Walking in winter, some people may notice signs about falling snow. In fact, every year, there are cases where people get sent to the hospital due to falling snow or icicles from the roofs of buildings. Due to the change in temperature from sun sun during the day, some of the snow melts and drips down the form icicles as the temperature dips below freezing at night. There really is a chance of icicles falling from above, like a game! With that in mind, it is recommended that when walking outside, to keep a certain distance from the outside walls of a building. While the ground is slippery and you may be tempted to look at your feet, be sure to look up every once in a while for lurking danger~
You’re walking on thin ice, really!
In addition to falling snow and icicles, slipping and falling is another common accident here in Hokkaido. As such, there are often boxes on the side of the road for with sandbags for pedestrians. The sandbags are usually placed at the corners of the intersection and are free to used. The sand, which is closer to grit, is sprinkled on the icy roads to increase traction and the leftover plastic bags can be placed back in the box for recycling. At large intersections, sometimes you can spot the sand squad shovelling the grit on the road to prevent traffic accidents from slipping vehicles. Even prospective students of Hokkaido University receive mini sandbags to prevent them from slipping on the way to the testing facility, but to also not “slip” out of the school they’re applying to.
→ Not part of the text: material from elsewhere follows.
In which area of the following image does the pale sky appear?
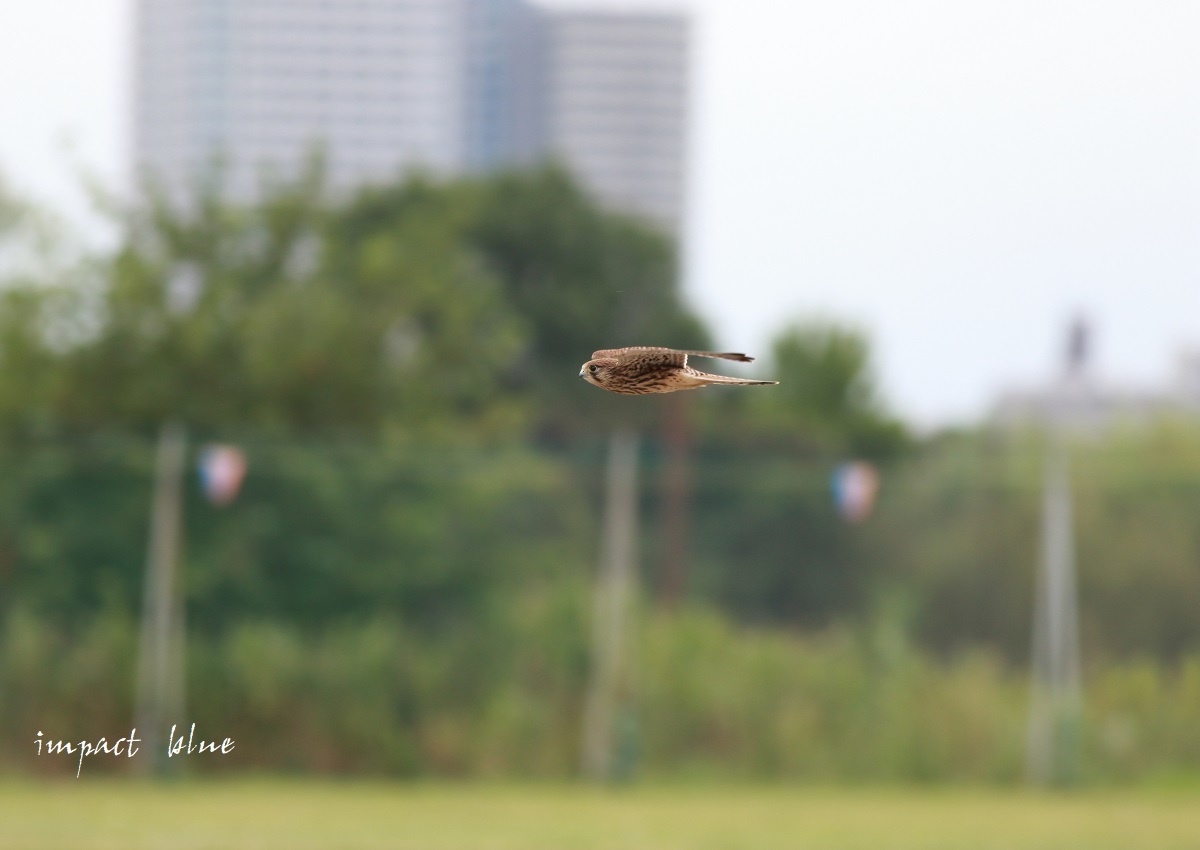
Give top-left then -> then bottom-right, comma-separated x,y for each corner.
1,0 -> 1198,426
Live the mole life and make use of subway and walkway
Sapporo is the most populated city and Hokkaido, and this city has one trick up its sleeve to deal with the snow: the underground network! In addition to the subway, Sapporo features many underground walkways, including the longest underground walkway in Japan, stretching nearly 2 kms from Sapporo station, passing through Odori, and ending at Susukino. In addition, there are plenty of branches from the main walkway that directly connect to various office buildings and department stores. Even if there’s a blizzard above ground, Sapporo residents can get around in safety and enjoy shopping and other entertainments in the warm underground.
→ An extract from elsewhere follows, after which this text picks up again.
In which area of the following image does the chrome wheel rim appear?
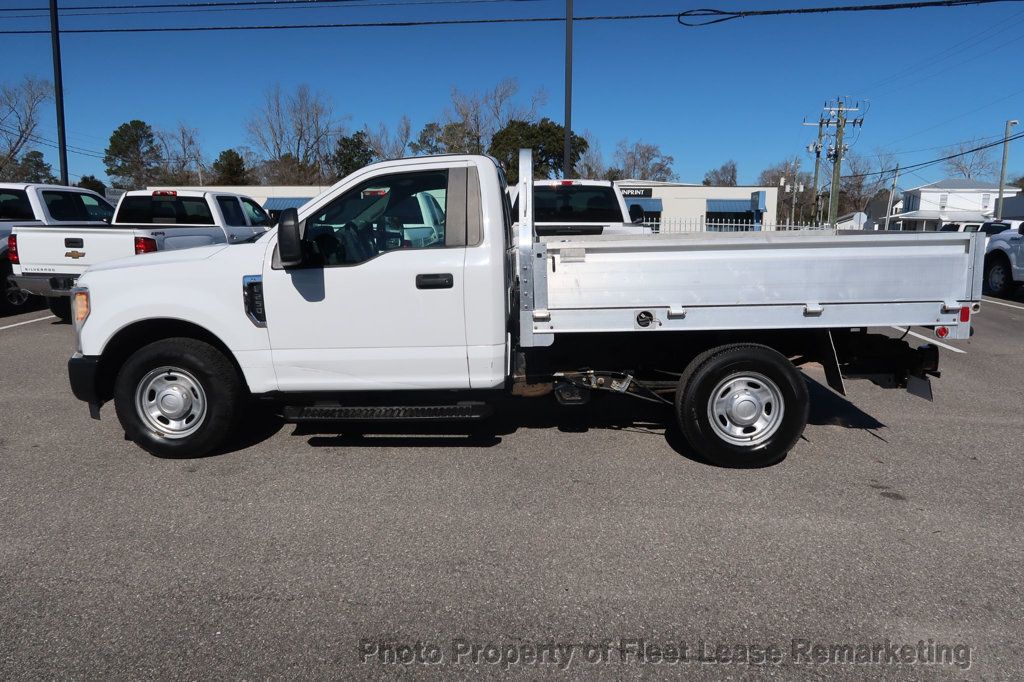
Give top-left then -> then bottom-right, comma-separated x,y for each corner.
707,372 -> 784,447
988,263 -> 1008,292
135,366 -> 207,438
Leave the stroller and pick up a sled!
An all too familiar situation for those who have travelled in snowy regions, the dilemma of dragging around a heavy suitcase on snowy roads while walking! Not only suitcases, another wheeled object that you definitely won’t see in the winter of Hokkaido are baby strollers. Instead, what you’ll encounter all over town are toddlers and children being pulled in sleds by their parents. How adorable! I wish someone would pull me along as well…According to some locals, sometimes it’s common to not only replace baby carriages, but also pushcarts, for transporting heavy cargo. While the sled may seem like a fun pastime for kids, it plays an integral role for the daily lives of people in Hokkaido.
Next time you’re in Hokkaido, you’ll be a little more used to the everyday life in winter, and maybe you’ll be able to help some along the way! Even if all the tips don’t apply to you, I hope you learned all more about the interesting ways people utilize to cope with winter. Share some of these tips with your friends so you can focusing on enjoying your trip in Hokkaido!